Undergrads try much harder to get general information, such as their usage of internet search engines. I can say this back in my uni days, that searching for something could be quite time consuming. Whereas seasoned researchers usually know where to look for information. The point is that with the range of search engines available, users have a large choice about how they get their information.

One thing that I can say as an ex-student, is that the majority of us would use Google as the preferred search engine for information. In fact, I still do. The simple reason why they still use the online catalogue is that, for this information type, they don’t have an available alternative, as internet search engines usually don’t cover the so called ‘deep’ or ‘invisible’ web. In any area where students think that they can find information, especially when they are looking for documents and full text, general search engines are even now much more popular than databases that have been made available through libraries. We students like to make it easy for ourselves, and by using Google to do the searching for us as it’s so useful and quick. Just as users like the ease of phrasing and submitting a search query, they also like the flexible and responsive display of result sets. Superior performance and the size of internet search indexes are most impressive to them.

Q: Challenges and Limitations?

Despite their usefulness, there can be some challenges that digital libraries currently face.

Coverage of data formats, full text search

Most systems focus solely on the search of metadata (bibliographic fields, keywords, abstracts). The cross-search of full text has only recently been introduced and is often restricted to a very limited range of data formats (primarily “html” and “txt”).

Coverage of Content types

Digital libraries largely integrate online library catalogues and databases with some full text repositories (e-journals). Freely available academic online content as described above is usually not covered by library portals. If they are selected at all they are mainly organised as html-link lists or specific databases (subject guides) that record reference metadata about web repositories.

Beyond online catalogues, databases and e-journals, researchers started to place their pre-prints or post-prints on the websites of faculties and research groups. Comprehensive web servers of scientific congresses include online presentations and papers, large international pre-print servers, often organised by the scientific community, store thousands and hundreds of thousands of documents, and the creation of e-learning objects is gaining increasing popularity.
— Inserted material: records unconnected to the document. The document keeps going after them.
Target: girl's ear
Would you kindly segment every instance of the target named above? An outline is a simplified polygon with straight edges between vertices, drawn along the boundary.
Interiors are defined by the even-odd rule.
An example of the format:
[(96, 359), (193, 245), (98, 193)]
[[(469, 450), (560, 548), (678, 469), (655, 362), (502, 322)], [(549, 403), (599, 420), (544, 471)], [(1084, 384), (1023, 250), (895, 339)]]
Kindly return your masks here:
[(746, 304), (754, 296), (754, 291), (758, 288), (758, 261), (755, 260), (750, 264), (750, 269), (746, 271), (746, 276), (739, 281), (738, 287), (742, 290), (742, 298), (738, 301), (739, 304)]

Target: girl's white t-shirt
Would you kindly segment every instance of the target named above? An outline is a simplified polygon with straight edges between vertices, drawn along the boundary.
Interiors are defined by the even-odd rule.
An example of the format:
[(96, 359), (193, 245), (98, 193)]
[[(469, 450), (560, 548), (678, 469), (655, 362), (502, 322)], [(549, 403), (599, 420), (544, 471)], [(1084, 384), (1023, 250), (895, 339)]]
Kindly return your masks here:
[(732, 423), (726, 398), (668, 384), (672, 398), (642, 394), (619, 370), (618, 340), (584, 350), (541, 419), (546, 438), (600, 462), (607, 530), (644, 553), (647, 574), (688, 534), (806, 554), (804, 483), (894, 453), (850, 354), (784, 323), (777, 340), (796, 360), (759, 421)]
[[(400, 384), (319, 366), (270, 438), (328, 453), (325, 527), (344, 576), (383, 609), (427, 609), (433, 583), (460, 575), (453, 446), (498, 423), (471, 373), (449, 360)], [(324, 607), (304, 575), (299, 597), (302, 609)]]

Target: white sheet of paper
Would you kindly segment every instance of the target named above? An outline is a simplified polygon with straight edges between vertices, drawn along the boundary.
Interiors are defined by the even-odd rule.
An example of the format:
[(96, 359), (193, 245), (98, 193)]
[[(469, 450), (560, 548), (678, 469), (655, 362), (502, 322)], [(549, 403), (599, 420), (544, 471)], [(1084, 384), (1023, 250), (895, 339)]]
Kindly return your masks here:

And libraries? They add to the content that is available online. Today we have seen almost 15 years of digitisation activities, starting in the U.S. and spreading from there to other countries. Hundreds, if not thousands of digital document servers are available today, the majority of them as stand-alone systems. And activities at universities in building institutional repositories have only started. The long term goal is to store the research and e-learning output of each institution on self-controlled document servers. While the building of these repositories especially must be welcomed for strategic reasons (e.g. open access to research data, ensuring long term accessibility) the expected number of additional online hosts requires additional efforts on the search side.

Limited scalability / Information Retrieval performance

The majority of the portal systems rely on the metasearch (broadcast search) principle, i.e. a query is translated into the retrieval language of the target repositories (e.g. catalogues, databases) and sent out to selected repositories. The sequentially incoming responses are aggregated and presented in a joint result list.

The problems resulting from this search principle are well-known: due to the sequential response of the target repositories and in particular due to the dependence on the performance of these repositories we get—with an increasing number of target databases—limited scalability and decreasing performance.